Taliban-Chef Mullah Achtar Mohammad Mansur versicherte, die Aufständischen würden „Leben, Besitz und Ehre der respektierten Bürger der Stadt Kundus schützen.“ In einer Mitteilung Mansurs zur „Befreiung“ der Stadt hieß es, die Menschen dort könnten ihr Leben „in absoluter Sicherheit“ weiterführen.
„Die Mudschaheddin denken nicht an Rache, sondern sind mit einer Botschaft des Friedens gekommen“, teilte Mansur mit. Er rief Mitarbeiter der „Invasoren und ihres Handlanger-Regimes“ dazu auf, überzulaufen, um ihr Leben und ihren Besitz zu schützen.

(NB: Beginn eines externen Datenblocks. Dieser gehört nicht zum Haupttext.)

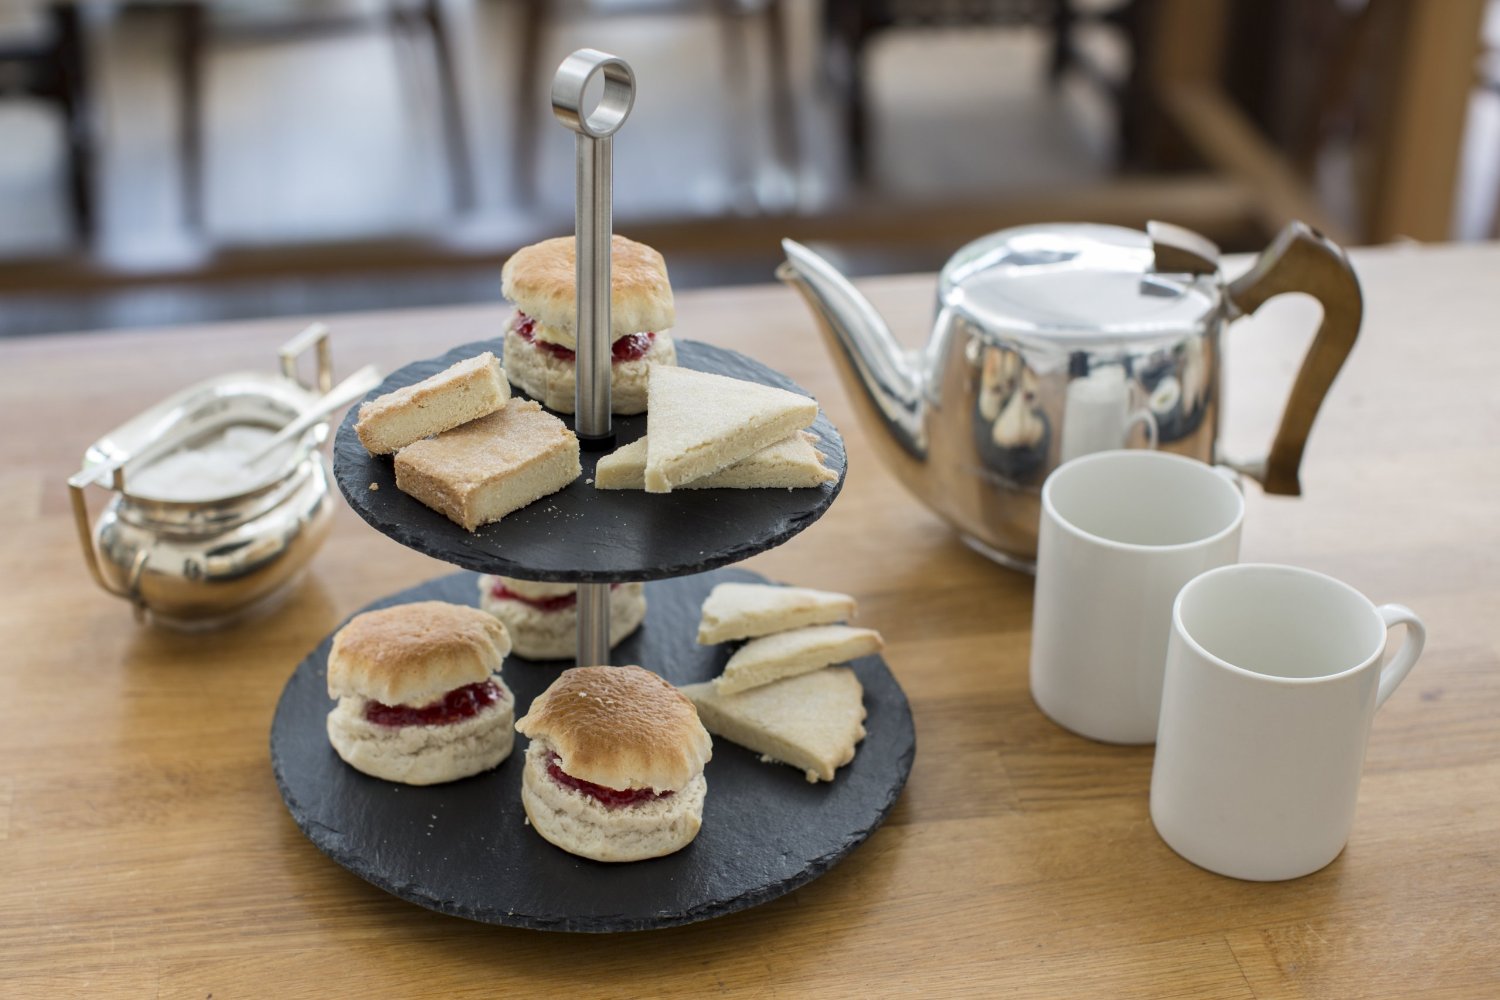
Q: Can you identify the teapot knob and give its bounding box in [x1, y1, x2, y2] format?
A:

Ein afghanischer Mitarbeiter eines Hilfswerks in Kundus, der anonym bleiben wollte, sagte am Dienstag, die Taliban hätten Fahrzeuge der deutschen Gesellschaft für Internationale Zusammenarbeit (GIZ) und anderer internationaler Hilfsorganisationen in ihre Gewalt gebracht. Die staatliche GIZ verfügt in Afghanistan über zahlreiche Fahrzeuge, von denen viele gepanzert sind. Die GIZ hatte ihre internationalen Mitarbeiter bereits vor dem Fall von Kundus abgezogen.
Debatte über Bundeswehrabzug
Die Eroberung von Kundus durch die Taliban löste eine Debatte um den geplanten Abzug der Bundeswehr aus Nordafghanistan aus. Der SPD-Politiker Rainer Arnold forderte eine Verlängerung des Bundeswehreinsatzes in dem Bürgerkriegsland.
Die rund 700 deutschen Soldaten im Norden Afghanistans sollten ein weiteres Jahr bis Ende 2016 in voller Stärke dort bleiben, sagte der verteidigungspolitische Sprecher der SPD-Bundestagsfraktion der Deutschen Presse-Agentur. „Angesichts der Situation in Afghanistan wäre es falsch, die Afghanen völlig alleine zu lassen.“
Auch Verteidigungsministerin Ursula von der Leyen (CDU) hatte am Wochenende vor einem zu frühen Truppenabzug aus Afghanistan gewarnt. Die Bundeswehr hatte sich vor zwei Jahren aus der Unruheprovinz Kundus zurückgezogen, ist aber noch im 150 Kilometer entfernten Masar-i-Scharif stationiert - allerdings nur zur Ausbildung und Beratung der afghanischen Armee. Der Kampfeinsatz der Nato war Ende Ende 2014 nach 13 Jahren ausgelaufen.
Bisher ist geplant, im Laufe des Jahres 2016 alle Nato Truppen aus der Fläche nach Kabul zurückzuziehen. Arnold meint, dass das zu früh ist. „Eines kann es nicht geben: Dass wir zuschauen, wie die Taliban das Land überrennen“, sagte er.